Let $f:\mathbf{R} \to \mathbf{R}$ defined as : $f(x) = x$ when x is
rational, $f(x) = 0$ when x is irrational. Find all points at which
$f$ is continous.
Let $c \in Q – \{0\}$
$ \exists \langle x_n\rangle$ in $R \setminus Q $ such that
$x_n \to c $
$f(x_n) = 0 \to 0 $
now
$ f(c) = c \neq 0$
Therefore, $ f(x_n)$ does not converges to $f(c)$
Hence $f$ is discontinuous on $Q – \{0\}$
Let $c \in R \setminus Q$
$\exists \langle y_n\rangle$ in $Q$ such that
$y_n \to c$
$f(y_n) = y_n \to c$
now
$f(c) = 0$ because $c \in R\setminus Q.$ $\; \;$ also $c \neq 0$(same reason)
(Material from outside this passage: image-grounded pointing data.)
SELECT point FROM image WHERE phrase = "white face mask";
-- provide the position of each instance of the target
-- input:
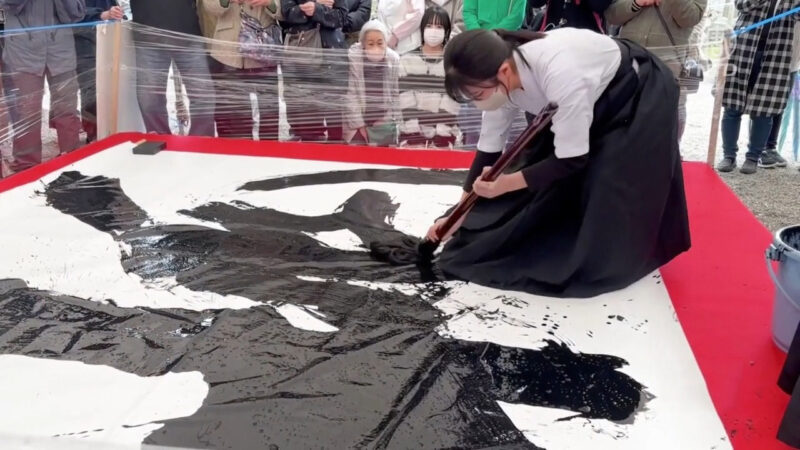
(434, 36)
(375, 55)
(494, 101)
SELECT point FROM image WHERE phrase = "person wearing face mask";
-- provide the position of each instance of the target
(372, 112)
(596, 201)
(455, 11)
(430, 118)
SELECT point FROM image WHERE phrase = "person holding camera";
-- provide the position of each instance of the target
(664, 28)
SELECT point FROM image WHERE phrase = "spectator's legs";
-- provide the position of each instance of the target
(760, 127)
(87, 80)
(64, 106)
(192, 62)
(731, 125)
(266, 85)
(27, 149)
(303, 106)
(151, 86)
(233, 112)
(774, 132)
(681, 114)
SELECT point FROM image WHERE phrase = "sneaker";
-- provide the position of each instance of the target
(781, 162)
(768, 159)
(749, 167)
(726, 165)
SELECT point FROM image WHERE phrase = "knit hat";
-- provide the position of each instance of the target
(373, 25)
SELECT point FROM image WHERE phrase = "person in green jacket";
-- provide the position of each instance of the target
(494, 14)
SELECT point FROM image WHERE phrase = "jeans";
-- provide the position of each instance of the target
(29, 89)
(774, 132)
(233, 112)
(190, 59)
(760, 127)
(681, 114)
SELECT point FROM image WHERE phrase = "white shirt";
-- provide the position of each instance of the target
(571, 68)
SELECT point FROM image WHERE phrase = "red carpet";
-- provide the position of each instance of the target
(720, 288)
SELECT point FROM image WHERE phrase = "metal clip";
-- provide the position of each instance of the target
(775, 253)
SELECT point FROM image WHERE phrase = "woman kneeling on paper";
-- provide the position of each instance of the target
(597, 200)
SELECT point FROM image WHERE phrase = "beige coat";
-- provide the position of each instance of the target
(353, 117)
(226, 32)
(646, 29)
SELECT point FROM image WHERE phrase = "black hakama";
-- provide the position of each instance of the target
(789, 381)
(590, 224)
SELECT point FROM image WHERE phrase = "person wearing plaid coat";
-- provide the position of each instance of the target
(758, 80)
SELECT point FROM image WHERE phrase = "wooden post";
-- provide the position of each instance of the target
(720, 87)
(115, 67)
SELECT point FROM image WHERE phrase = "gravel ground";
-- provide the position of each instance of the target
(772, 194)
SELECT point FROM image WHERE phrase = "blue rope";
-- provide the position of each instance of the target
(55, 27)
(764, 22)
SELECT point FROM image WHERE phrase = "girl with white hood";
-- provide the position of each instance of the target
(372, 112)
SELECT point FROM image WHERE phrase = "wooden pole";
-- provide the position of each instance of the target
(720, 87)
(115, 67)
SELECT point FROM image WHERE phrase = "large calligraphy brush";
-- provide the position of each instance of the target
(408, 250)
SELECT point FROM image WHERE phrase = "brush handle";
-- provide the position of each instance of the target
(539, 123)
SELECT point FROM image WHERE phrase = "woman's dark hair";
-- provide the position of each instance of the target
(436, 15)
(473, 58)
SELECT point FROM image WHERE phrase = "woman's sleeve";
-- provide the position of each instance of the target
(481, 160)
(575, 93)
(495, 127)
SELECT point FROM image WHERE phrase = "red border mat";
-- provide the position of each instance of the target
(720, 289)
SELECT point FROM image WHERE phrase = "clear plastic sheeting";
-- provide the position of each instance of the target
(92, 81)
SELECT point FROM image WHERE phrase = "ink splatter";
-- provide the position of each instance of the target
(385, 378)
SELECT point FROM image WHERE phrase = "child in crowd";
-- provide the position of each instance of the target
(373, 111)
(429, 117)
(402, 18)
(236, 76)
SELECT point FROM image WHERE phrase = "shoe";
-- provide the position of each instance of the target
(726, 165)
(774, 156)
(749, 167)
(768, 159)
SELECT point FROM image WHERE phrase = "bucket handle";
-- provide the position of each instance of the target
(775, 254)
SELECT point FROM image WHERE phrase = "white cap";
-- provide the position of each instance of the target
(373, 25)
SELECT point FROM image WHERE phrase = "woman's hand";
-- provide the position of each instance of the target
(433, 231)
(503, 184)
(115, 13)
(308, 8)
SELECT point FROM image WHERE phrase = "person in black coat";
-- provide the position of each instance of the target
(357, 15)
(586, 14)
(315, 90)
(86, 49)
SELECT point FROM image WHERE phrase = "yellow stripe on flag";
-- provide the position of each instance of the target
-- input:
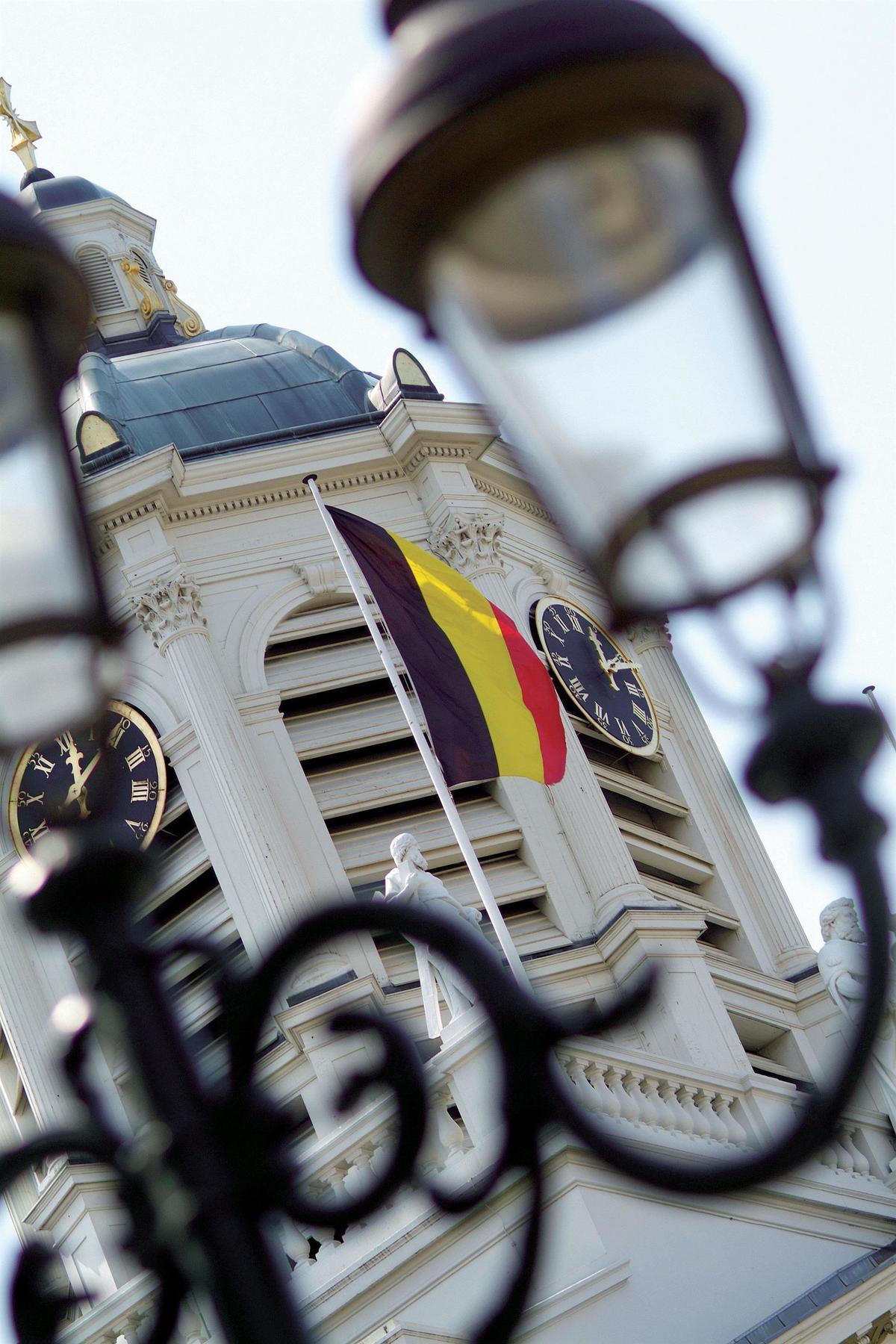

therefore, $f$ is discontinuous on $R\setminus Q$
Finally for $c=0$
we have
$|f(x) – f(0)| \leq ||x| – 0| \leq |x|$
Therefore $\forall \; \; \epsilon>0 \; \; $$\exists \; \; \delta = \epsilon> 0$ such that
if $|x|< \delta \Rightarrow |f(x)-f(0)|<\epsilon$
Therefore $f$ is continuous at $c=0$, and it is the only point at which it is continuous
Is my proof correct ? (particularly for c=0 part)
Best Answer
This proof looks great. Using the sequential characterization of continuity to show discontinuity at every non-zero point, and then the $\epsilon-\delta$ characterization to show continuity at zero is smart. Good work. :)